EU foreign policy chief Catherine Ashton is far from being my favorite diplomat. But I’ll give her a pass and won’t join the barrage of attacks from Israeli leaders. Here’s what she said: “When we think about what happened today in Toulouse, we remember what happened in Norway last year, we know what is happening in Syria, and we see what is happening in Gaza and other places - we remember young people and children who lose their lives”. Yes, these words might imply some comparison between the brutal and intentional murder of the innocent (France, Norway, Syria), and the unintentional killing of children in the course of violent conflict (Gaza).

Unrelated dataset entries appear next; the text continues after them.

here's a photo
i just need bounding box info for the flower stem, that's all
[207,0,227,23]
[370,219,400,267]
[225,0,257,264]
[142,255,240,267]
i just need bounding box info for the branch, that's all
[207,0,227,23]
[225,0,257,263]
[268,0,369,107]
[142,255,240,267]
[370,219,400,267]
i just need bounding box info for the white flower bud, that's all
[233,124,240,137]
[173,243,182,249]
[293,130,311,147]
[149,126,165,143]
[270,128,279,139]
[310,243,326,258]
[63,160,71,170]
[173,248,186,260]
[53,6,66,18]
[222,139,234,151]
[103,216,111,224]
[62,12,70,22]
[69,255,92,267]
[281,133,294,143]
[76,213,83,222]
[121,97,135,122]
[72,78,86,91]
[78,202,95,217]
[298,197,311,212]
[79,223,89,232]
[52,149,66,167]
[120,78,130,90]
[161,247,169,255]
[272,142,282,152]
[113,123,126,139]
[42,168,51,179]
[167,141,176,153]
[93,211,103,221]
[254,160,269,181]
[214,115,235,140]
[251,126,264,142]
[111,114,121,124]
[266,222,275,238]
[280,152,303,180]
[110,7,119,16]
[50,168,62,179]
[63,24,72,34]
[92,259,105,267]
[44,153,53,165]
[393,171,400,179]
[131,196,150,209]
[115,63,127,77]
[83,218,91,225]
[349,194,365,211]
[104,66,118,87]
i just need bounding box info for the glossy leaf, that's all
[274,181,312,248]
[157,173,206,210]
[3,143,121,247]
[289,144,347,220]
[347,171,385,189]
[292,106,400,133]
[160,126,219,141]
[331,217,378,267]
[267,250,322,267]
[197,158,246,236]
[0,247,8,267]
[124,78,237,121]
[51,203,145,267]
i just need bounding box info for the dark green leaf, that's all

It is unintelligent and worthy of retraction or rephrasing, but I suspect all Ashton was trying to do is remind her audience (of Palestinian youth) that there needs to be a way to stop all killing of innocent children. Am I being naïve? Maybe. Or maybe I’m just more prone to give Ashton a pass for foolishness.
Andrew Kaczynski of BuzzFeed was getting some credit for “unearthing” an interview from 2004 in which President (then Senator) Obama had said that Iran should be attacked if it gets closer to acquiring nuclear weapons. While I agree that this was a fascinating interview with Obama, I must say that reintroducing it every now and then as new revelation is a journalistic habit that should be resisted. It might be just the short memory we all have, or our natural tendency to find inconsistencies in politicians’ statements – but Obama of 2004 was a junior Senator, and is now President, and what he said back then is no longer relevant.
If you want to read The Chicago Tribune interview with Obama, click here. If you want proof that this interview was “exposed” more than once, click on this article from 2007 (written by one Shmuel Rosner).
It is a noble attempt by Jeff Goldberg to try and make Peter Bainart’s book go away by way of ignoring it (“I’m not that interested in debating Peter’s new book, which I’ve just finished reading, because I find his recounting of recent Middle East history one-sided and filled with errors and omissions”). I must say, though, that even a writer as talented and popular as Goldberg can’t prevent Beinart’s book from becoming a topic of much conversation in the coming weeks. Errors and omissions? Did such problems ever prevent books from succeeding? (I also read Beinart’s book, and might write about it in the coming weeks. Don’t lose sleep over it – I didn’t find it much better than the original NY Review of Books article).